The ESG (Environmental, Social, and Governance) investing industry, having embraced technology extensively, may be particularly vulnerable to such risks. Funds with explicit ESG objectives hold more tech assets than any other sector, and the largest ESG exchange-traded fund is heavily dominated by tech giants like Apple Inc., Microsoft Corp., Amazon.com Inc., and Nvidia Corp.
The companies leading in technology are also at the forefront of AI development. Recent tensions within the industry regarding the pace and direction of AI development have come to light, with notable events such as the firing and rapid rehiring of the CEO of OpenAI, the organization behind ChatGPT.
Concerns extend to potential societal risks associated with the ambitious expansion of AI. While some tech companies, including Apple, Microsoft, Amazon, Alphabet Inc., and Meta Platforms Inc., have committed to voluntary safeguards to minimize AI abuse and bias, apprehensions persist among investors.
Stotzel expressed greater concern about risks emanating from tech giants rather than smaller AI startups, emphasizing that the largest companies have the potential to inflict the most damage.

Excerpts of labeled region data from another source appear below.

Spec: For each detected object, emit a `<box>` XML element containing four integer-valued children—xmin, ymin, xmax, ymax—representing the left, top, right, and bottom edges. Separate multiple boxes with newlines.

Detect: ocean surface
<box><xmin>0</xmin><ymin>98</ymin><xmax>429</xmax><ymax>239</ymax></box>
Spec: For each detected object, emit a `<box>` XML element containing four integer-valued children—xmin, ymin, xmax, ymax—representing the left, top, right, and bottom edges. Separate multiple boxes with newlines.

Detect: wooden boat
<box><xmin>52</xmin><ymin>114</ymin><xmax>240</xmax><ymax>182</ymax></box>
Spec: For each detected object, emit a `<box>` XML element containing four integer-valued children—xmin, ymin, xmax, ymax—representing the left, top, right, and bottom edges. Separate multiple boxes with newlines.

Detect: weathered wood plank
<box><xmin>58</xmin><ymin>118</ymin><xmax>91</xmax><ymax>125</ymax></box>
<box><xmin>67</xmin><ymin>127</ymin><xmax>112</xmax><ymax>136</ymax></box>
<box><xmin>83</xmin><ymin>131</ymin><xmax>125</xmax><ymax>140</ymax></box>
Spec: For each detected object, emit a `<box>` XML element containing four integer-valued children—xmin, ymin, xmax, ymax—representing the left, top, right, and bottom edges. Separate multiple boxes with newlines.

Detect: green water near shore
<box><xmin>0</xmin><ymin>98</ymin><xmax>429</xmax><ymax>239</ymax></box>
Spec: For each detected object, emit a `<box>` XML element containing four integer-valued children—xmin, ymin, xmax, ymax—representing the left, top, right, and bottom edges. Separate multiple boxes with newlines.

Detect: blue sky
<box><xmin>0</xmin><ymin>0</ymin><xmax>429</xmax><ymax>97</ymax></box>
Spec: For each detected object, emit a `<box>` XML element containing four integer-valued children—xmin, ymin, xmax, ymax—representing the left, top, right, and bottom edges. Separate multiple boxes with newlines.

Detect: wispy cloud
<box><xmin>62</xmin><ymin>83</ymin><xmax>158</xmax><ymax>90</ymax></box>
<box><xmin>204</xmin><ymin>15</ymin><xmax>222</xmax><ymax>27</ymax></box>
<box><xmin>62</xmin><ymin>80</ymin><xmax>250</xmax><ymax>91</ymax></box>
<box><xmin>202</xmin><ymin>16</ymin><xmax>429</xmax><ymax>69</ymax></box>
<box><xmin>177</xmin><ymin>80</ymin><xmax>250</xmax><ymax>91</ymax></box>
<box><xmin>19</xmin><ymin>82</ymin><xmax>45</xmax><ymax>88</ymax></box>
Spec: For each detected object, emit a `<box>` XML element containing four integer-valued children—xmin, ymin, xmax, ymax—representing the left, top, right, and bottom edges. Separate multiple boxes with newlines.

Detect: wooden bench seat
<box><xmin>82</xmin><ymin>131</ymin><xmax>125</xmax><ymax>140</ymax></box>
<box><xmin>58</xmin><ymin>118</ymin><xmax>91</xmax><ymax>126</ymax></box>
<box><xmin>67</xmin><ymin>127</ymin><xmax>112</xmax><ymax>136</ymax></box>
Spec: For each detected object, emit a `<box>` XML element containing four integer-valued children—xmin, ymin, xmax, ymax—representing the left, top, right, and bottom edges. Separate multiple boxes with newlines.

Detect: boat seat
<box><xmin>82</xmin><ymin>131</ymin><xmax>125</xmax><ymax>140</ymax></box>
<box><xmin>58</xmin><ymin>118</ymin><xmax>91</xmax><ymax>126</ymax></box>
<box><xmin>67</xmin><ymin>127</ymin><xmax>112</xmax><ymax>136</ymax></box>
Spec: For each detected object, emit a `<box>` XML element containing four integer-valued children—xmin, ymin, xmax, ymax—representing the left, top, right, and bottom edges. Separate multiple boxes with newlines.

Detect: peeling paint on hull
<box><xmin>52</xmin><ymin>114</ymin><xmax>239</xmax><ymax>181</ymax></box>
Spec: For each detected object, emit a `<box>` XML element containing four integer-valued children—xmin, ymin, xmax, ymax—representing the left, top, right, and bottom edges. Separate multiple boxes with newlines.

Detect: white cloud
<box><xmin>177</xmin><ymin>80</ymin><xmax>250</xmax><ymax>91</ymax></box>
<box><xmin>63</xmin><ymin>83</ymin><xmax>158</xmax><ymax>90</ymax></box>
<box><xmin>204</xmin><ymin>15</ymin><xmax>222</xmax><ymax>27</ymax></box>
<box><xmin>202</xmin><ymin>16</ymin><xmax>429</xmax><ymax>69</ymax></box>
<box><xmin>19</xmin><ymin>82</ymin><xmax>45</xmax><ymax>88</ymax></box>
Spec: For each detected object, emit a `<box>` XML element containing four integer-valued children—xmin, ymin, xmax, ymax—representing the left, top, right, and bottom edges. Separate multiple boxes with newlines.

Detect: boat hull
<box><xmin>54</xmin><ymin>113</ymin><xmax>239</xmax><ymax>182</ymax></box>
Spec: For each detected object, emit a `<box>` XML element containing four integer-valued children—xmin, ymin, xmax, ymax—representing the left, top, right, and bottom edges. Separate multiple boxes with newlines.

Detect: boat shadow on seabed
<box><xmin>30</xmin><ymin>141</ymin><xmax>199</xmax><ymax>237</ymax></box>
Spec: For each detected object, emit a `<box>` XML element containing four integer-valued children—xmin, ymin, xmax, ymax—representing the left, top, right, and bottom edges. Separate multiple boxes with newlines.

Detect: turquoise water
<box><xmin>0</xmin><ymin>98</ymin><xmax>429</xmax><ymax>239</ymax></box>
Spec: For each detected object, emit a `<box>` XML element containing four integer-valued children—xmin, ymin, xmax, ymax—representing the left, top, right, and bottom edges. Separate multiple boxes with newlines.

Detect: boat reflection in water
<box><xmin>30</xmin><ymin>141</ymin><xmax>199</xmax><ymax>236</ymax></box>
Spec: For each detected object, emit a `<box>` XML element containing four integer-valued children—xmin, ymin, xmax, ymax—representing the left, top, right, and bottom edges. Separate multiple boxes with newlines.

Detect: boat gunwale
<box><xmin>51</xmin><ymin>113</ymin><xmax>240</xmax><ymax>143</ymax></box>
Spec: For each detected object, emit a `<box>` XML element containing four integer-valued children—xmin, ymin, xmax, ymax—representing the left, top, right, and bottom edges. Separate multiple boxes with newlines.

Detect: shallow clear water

Other investors and institutions are sharing similar concerns. The New York City Employees' Retirement System, one of the largest U.S. public pension plans, is actively monitoring how portfolio companies utilize AI. Generation Investment Management, co-founded by former U.S. Vice President Al Gore, is intensifying research into generative AI and engaging with invested companies to assess risks and opportunities associated with the technology.
Norway's $1.4 trillion sovereign wealth fund has also urged boards and companies to address the "severe and uncharted" risks posed by AI.

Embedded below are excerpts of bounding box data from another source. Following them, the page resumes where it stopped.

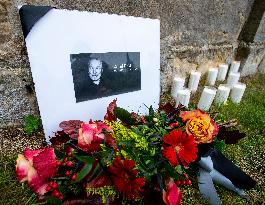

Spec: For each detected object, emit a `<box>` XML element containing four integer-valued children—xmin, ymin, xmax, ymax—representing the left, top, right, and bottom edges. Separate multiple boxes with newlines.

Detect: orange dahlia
<box><xmin>108</xmin><ymin>157</ymin><xmax>145</xmax><ymax>200</ymax></box>
<box><xmin>180</xmin><ymin>110</ymin><xmax>219</xmax><ymax>143</ymax></box>
<box><xmin>162</xmin><ymin>130</ymin><xmax>198</xmax><ymax>166</ymax></box>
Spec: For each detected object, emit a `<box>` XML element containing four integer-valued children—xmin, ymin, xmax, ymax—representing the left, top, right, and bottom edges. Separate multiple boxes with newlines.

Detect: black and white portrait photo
<box><xmin>70</xmin><ymin>52</ymin><xmax>141</xmax><ymax>102</ymax></box>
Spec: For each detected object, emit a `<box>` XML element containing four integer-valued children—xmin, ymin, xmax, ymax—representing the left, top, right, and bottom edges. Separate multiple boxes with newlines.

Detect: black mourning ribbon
<box><xmin>197</xmin><ymin>144</ymin><xmax>256</xmax><ymax>205</ymax></box>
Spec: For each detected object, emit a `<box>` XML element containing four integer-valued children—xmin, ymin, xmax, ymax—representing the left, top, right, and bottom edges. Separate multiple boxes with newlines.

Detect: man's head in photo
<box><xmin>88</xmin><ymin>58</ymin><xmax>103</xmax><ymax>85</ymax></box>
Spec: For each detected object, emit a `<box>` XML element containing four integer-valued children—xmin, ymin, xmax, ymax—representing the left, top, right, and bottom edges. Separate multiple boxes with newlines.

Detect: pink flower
<box><xmin>163</xmin><ymin>179</ymin><xmax>182</xmax><ymax>205</ymax></box>
<box><xmin>16</xmin><ymin>148</ymin><xmax>57</xmax><ymax>195</ymax></box>
<box><xmin>78</xmin><ymin>121</ymin><xmax>110</xmax><ymax>151</ymax></box>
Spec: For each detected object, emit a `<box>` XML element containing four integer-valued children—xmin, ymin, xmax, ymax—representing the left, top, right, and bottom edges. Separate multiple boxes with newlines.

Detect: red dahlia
<box><xmin>162</xmin><ymin>130</ymin><xmax>198</xmax><ymax>166</ymax></box>
<box><xmin>108</xmin><ymin>157</ymin><xmax>145</xmax><ymax>200</ymax></box>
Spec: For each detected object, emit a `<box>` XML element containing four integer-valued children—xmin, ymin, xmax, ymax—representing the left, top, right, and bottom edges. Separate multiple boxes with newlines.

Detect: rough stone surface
<box><xmin>0</xmin><ymin>0</ymin><xmax>265</xmax><ymax>126</ymax></box>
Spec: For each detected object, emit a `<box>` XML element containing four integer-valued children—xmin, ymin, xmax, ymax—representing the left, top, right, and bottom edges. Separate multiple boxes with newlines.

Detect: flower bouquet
<box><xmin>16</xmin><ymin>100</ymin><xmax>256</xmax><ymax>205</ymax></box>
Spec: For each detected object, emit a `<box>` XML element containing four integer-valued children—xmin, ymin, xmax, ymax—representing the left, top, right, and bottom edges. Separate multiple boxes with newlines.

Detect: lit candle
<box><xmin>188</xmin><ymin>71</ymin><xmax>201</xmax><ymax>92</ymax></box>
<box><xmin>230</xmin><ymin>83</ymin><xmax>246</xmax><ymax>103</ymax></box>
<box><xmin>215</xmin><ymin>84</ymin><xmax>230</xmax><ymax>104</ymax></box>
<box><xmin>217</xmin><ymin>64</ymin><xmax>228</xmax><ymax>81</ymax></box>
<box><xmin>173</xmin><ymin>89</ymin><xmax>190</xmax><ymax>107</ymax></box>
<box><xmin>171</xmin><ymin>77</ymin><xmax>185</xmax><ymax>98</ymax></box>
<box><xmin>227</xmin><ymin>72</ymin><xmax>240</xmax><ymax>87</ymax></box>
<box><xmin>229</xmin><ymin>61</ymin><xmax>240</xmax><ymax>73</ymax></box>
<box><xmin>197</xmin><ymin>86</ymin><xmax>216</xmax><ymax>111</ymax></box>
<box><xmin>206</xmin><ymin>68</ymin><xmax>218</xmax><ymax>86</ymax></box>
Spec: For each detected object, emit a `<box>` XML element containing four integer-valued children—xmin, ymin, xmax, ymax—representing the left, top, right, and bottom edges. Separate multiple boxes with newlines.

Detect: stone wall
<box><xmin>0</xmin><ymin>0</ymin><xmax>265</xmax><ymax>127</ymax></box>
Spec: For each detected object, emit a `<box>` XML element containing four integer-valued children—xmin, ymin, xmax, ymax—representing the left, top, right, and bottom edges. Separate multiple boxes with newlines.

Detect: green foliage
<box><xmin>77</xmin><ymin>157</ymin><xmax>94</xmax><ymax>182</ymax></box>
<box><xmin>24</xmin><ymin>115</ymin><xmax>42</xmax><ymax>135</ymax></box>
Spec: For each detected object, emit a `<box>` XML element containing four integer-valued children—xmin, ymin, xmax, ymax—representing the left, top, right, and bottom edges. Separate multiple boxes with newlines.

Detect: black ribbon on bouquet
<box><xmin>197</xmin><ymin>144</ymin><xmax>256</xmax><ymax>205</ymax></box>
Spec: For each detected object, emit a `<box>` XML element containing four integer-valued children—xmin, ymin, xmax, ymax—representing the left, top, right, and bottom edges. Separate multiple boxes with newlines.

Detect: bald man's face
<box><xmin>88</xmin><ymin>59</ymin><xmax>102</xmax><ymax>81</ymax></box>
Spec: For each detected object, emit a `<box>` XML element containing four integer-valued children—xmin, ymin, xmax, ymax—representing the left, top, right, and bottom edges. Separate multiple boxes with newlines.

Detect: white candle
<box><xmin>217</xmin><ymin>64</ymin><xmax>228</xmax><ymax>81</ymax></box>
<box><xmin>173</xmin><ymin>89</ymin><xmax>190</xmax><ymax>107</ymax></box>
<box><xmin>230</xmin><ymin>83</ymin><xmax>246</xmax><ymax>103</ymax></box>
<box><xmin>227</xmin><ymin>72</ymin><xmax>240</xmax><ymax>87</ymax></box>
<box><xmin>197</xmin><ymin>86</ymin><xmax>216</xmax><ymax>111</ymax></box>
<box><xmin>171</xmin><ymin>77</ymin><xmax>185</xmax><ymax>98</ymax></box>
<box><xmin>229</xmin><ymin>61</ymin><xmax>240</xmax><ymax>73</ymax></box>
<box><xmin>215</xmin><ymin>84</ymin><xmax>230</xmax><ymax>104</ymax></box>
<box><xmin>206</xmin><ymin>68</ymin><xmax>218</xmax><ymax>86</ymax></box>
<box><xmin>188</xmin><ymin>71</ymin><xmax>201</xmax><ymax>92</ymax></box>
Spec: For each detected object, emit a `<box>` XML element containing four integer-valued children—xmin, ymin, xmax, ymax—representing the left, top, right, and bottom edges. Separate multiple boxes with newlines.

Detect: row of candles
<box><xmin>171</xmin><ymin>61</ymin><xmax>246</xmax><ymax>111</ymax></box>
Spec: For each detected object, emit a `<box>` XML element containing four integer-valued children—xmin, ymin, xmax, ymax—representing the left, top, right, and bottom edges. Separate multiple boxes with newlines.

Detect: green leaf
<box><xmin>164</xmin><ymin>162</ymin><xmax>179</xmax><ymax>179</ymax></box>
<box><xmin>54</xmin><ymin>149</ymin><xmax>66</xmax><ymax>160</ymax></box>
<box><xmin>45</xmin><ymin>196</ymin><xmax>63</xmax><ymax>205</ymax></box>
<box><xmin>75</xmin><ymin>156</ymin><xmax>94</xmax><ymax>164</ymax></box>
<box><xmin>114</xmin><ymin>107</ymin><xmax>136</xmax><ymax>125</ymax></box>
<box><xmin>76</xmin><ymin>163</ymin><xmax>92</xmax><ymax>182</ymax></box>
<box><xmin>87</xmin><ymin>163</ymin><xmax>102</xmax><ymax>182</ymax></box>
<box><xmin>24</xmin><ymin>115</ymin><xmax>41</xmax><ymax>135</ymax></box>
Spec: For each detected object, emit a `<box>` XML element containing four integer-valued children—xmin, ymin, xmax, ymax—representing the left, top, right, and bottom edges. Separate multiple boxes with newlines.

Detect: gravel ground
<box><xmin>0</xmin><ymin>127</ymin><xmax>45</xmax><ymax>157</ymax></box>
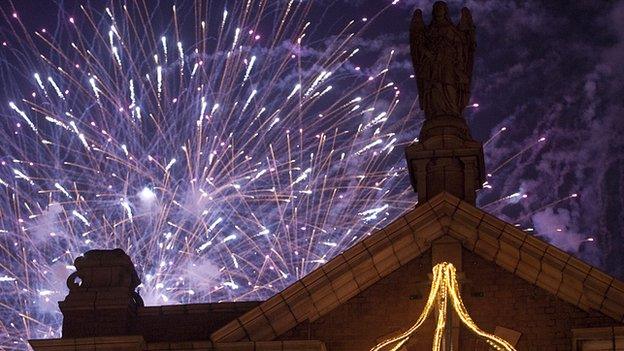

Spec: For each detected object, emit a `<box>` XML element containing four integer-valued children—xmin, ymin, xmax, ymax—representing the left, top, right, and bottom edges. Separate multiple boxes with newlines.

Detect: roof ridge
<box><xmin>211</xmin><ymin>192</ymin><xmax>624</xmax><ymax>342</ymax></box>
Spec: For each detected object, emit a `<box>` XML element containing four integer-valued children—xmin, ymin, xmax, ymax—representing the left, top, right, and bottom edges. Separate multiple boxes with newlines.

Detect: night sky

Despite the rapid growth and popularity of AI applications such as ChatGPT, the absence of regulations and historical data on the performance of AI assets over time is a source of concern. ESG analyst Crystal Geng at BNP Paribas Asset Management in Hong Kong emphasized the lack of tools and methodologies to quantify the risks associated with AI.

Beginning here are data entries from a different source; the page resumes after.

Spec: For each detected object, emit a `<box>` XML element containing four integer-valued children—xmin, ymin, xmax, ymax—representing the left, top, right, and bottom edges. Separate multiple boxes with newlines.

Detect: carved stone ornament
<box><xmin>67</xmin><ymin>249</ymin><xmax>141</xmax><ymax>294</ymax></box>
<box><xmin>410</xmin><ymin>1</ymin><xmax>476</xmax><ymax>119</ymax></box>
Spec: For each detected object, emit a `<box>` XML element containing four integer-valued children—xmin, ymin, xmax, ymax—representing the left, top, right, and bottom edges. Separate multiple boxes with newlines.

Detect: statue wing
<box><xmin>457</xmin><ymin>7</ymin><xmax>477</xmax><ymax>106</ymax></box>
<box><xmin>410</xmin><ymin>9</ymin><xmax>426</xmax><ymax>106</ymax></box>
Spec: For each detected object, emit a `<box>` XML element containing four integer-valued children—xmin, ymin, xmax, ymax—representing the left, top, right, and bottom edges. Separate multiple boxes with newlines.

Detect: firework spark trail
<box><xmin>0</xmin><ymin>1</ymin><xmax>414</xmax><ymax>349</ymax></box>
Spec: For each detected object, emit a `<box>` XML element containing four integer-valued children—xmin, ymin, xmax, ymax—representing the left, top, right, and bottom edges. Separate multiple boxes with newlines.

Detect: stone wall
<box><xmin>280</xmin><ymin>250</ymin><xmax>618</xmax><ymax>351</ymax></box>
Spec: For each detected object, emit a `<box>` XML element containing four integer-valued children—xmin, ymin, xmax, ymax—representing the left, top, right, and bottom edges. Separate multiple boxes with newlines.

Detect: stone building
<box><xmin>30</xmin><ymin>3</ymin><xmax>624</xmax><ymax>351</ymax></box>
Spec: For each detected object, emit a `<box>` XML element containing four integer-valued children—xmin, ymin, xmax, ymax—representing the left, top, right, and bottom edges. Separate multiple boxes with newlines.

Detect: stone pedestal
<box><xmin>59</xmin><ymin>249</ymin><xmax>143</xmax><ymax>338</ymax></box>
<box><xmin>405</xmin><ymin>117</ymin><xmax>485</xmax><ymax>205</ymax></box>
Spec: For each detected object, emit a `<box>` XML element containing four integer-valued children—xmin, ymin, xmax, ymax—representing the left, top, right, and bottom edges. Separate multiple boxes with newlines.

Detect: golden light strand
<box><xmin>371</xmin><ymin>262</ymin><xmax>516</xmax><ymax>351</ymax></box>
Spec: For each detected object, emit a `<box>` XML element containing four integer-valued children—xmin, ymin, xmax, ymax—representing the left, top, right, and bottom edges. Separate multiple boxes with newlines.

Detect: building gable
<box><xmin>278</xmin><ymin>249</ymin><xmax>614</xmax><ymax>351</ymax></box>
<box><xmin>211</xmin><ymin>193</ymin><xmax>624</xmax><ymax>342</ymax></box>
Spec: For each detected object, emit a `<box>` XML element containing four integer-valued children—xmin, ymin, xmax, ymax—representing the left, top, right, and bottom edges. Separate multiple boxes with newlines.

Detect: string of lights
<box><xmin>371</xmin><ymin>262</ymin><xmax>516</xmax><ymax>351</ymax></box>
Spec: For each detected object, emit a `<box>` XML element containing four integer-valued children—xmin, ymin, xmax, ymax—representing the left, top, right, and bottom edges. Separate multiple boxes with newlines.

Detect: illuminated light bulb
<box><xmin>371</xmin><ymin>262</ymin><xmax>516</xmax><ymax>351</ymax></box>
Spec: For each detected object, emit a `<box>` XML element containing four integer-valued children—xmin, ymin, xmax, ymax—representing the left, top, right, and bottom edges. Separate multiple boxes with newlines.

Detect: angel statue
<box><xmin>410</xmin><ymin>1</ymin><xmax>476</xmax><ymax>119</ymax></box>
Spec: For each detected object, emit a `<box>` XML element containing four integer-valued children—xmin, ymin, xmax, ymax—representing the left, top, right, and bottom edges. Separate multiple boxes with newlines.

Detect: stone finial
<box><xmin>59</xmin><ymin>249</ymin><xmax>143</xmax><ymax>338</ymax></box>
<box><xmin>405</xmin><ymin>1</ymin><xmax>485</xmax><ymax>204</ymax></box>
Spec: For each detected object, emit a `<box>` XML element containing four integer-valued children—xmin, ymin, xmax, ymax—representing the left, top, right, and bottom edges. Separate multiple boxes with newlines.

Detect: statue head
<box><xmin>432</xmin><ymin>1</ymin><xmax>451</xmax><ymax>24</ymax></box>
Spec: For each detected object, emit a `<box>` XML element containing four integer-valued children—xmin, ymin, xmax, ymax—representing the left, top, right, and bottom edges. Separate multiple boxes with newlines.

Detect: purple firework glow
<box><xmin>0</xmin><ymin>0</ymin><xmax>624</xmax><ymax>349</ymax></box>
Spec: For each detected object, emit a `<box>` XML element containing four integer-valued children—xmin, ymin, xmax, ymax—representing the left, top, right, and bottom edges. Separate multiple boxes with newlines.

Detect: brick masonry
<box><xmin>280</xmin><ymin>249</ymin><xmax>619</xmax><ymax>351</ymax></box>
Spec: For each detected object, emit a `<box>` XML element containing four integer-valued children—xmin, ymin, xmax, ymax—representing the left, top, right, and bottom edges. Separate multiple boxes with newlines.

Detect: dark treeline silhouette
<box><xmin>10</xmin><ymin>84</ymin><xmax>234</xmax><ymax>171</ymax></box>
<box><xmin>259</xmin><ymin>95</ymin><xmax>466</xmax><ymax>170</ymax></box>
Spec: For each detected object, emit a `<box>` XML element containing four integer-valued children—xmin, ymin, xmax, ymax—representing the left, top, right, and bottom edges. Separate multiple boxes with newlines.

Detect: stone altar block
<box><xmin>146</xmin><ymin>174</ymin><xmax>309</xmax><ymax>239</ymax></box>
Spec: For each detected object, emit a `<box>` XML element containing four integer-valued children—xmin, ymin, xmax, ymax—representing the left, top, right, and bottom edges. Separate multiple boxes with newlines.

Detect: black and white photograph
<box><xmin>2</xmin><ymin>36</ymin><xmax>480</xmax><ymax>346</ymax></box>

Jonas Kron, Chief Advocacy Officer at Trillium Asset Management, highlighted AI as a governance risk for investors. Concerns range from the reinforcement of discrimination in areas like healthcare to the potential misuse of personal data, raising questions about transparency and accountability in AI algorithms.
Incidents and controversies related to AI have increased significantly since 2012, according to a database tracking the misuse of the technology. Investors in major tech companies have filed resolutions demanding greater transparency over AI algorithms, while concerns about AI's impact on various aspects, including worker protection, have prompted calls for increased corporate responsibility.
The heightened awareness of the significant issues surrounding AI is reflected in the actions taken by investors, regulatory bodies, and advocacy groups to address the risks associated with the technology.